Cho Kuk, the K-drama
The author is an editorial writer at the JoongAng Ilbo.
A modern-day period drama is being aired. The house of the minister of justice was searched by the prosecutors. The minister, his wife and children were accused of a crime. If a television series is made based on this story, it will be very popular. The drama is approaching the climax. It is a cheesy story, but there is a point to watching it. In this drama, there is anti-monopoly, violation and privilege from political and ideological self-righteousness and monopoly. Those who enjoyed the benefits will find the drama devastating, and the common people who are robbed project their anger.
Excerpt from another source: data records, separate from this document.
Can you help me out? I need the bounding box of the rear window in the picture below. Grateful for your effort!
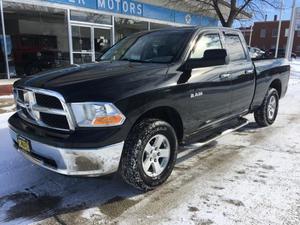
[224,34,246,61]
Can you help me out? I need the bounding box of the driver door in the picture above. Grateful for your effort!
[183,31,232,132]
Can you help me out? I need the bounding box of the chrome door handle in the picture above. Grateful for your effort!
[245,69,254,75]
[219,73,231,79]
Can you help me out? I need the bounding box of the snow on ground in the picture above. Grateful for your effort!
[0,95,13,100]
[289,59,300,86]
[0,98,15,114]
[0,62,300,225]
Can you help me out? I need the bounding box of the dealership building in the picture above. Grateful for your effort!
[0,0,249,83]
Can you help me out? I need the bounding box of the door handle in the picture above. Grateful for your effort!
[219,73,231,79]
[245,69,254,75]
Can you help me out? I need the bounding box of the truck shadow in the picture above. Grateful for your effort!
[0,173,142,224]
[238,122,261,132]
[0,126,143,224]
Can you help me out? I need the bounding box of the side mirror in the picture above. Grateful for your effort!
[181,49,229,71]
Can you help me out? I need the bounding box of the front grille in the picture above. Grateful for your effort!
[40,112,69,130]
[14,88,74,131]
[35,93,63,109]
[18,90,25,102]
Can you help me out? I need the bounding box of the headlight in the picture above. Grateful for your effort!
[71,102,126,127]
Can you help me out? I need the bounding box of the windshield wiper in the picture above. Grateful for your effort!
[120,58,153,63]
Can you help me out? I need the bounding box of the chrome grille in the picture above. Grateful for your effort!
[35,93,63,110]
[14,87,75,131]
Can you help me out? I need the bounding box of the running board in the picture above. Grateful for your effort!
[177,118,249,159]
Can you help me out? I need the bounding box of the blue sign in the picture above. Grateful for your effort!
[143,4,174,22]
[47,0,218,26]
[48,0,97,9]
[97,0,143,16]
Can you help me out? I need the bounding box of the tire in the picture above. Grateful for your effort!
[254,88,279,127]
[120,119,178,191]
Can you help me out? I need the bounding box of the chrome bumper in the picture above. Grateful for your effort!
[9,128,124,176]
The society is a history of anti-monopoly struggle. In politics, monopoly turns into dictatorship, and in economy, monopoly and oligopoly have harms. The essence of struggle is to secure flexibility. When monopoly prevails, the society becomes stiff, and there will be no room for other opinions and economic elements. Political coalition is a process of listening and accommodating opinions flexibly. Economy loses vitality if there are too many regulations. In any area, the damage is solely to the people.
Anti-monopoly leads to innovation, and the benefit goes to the public. That’s what happened when Rockefeller’s monopoly collapsed in 1911. Standard Oil, founded by Rockefeller in 1870, dominated 88 percent of the U.S. oil market for 20 years, and its influence was so great that it controlled transport charges. In related industries, existing companies could not survive, much less start new businesses. It was a castle-type privilege and power abuse. The Sherman Antitrust Act of 1890 broke the monopoly, and a middle class was nurtured. It allowed smaller companies to be founded, compete with larger corporations and work together. Ideas could lead to wealth. It provided the foundation that anyone can succeed if you try and pursue innovation. It was a conversion to a flexible economy.
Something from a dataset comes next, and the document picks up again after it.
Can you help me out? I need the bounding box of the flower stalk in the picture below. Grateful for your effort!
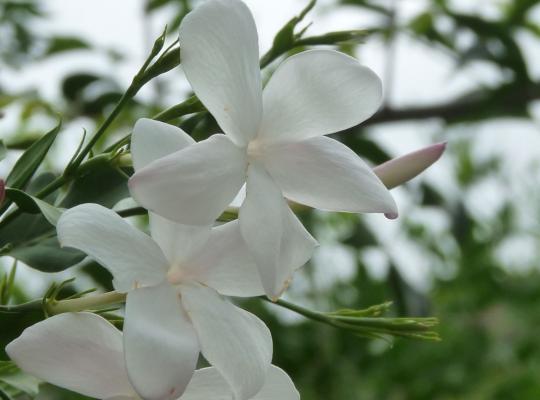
[2,288,440,342]
[264,297,440,341]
In this context, I find the government’s reshoring policy strange. The government wants to bring back companies that left to flexible places back to the country with regulations. Companies pursue added value. They consider various elements, such as productivity, tax, labor relations and consistency of government policies. When these are met, companies will come. They won’t come if any one of them is rigid.
Even in labor, which is a basic of human life, monopoly is over, especially in the Industry 4.0 era represented by digitalization. Machines and computers are replacing human labor. We need changes to survive in the fourth industrial revolution. It is the so-called transformation to “Work 4.0.”
The Federal Ministry for Labour and Social Affairs of Germany published “Green Paper Work 4.0” in 2015. It contains insight into changes in labor, and scholars around the world have read it. One of the values throughout the book is flexible control. It is similar to labor time sovereignty, referring to individuals having control over their work hours. It is a system of selectively and freely distributing work hours when training or childcare is needed.
Of course, the premise is to accomplish the expected outcomes for the wages. Monopoly of control by the government or employer needs to be stripped to adapt to the Industry 4.0 era.
When anti-monopoly is combined with universal common sense, it becomes very powerful. People look at politics, economy and society based on common sense. They turn their backs when they don’t understand an argument that they don’t find complying with common sense. It is not just about the Cho Kuk case. People responded similarly to the minimum wage increase and job policy, the loyalty that turned into ambition before the general election. That’s why the king can be replaced when people get angry. Deep rivers don’t make noise. In politics and economy, the first author of the paper on fairness, common sense and anti-monopoly is the people.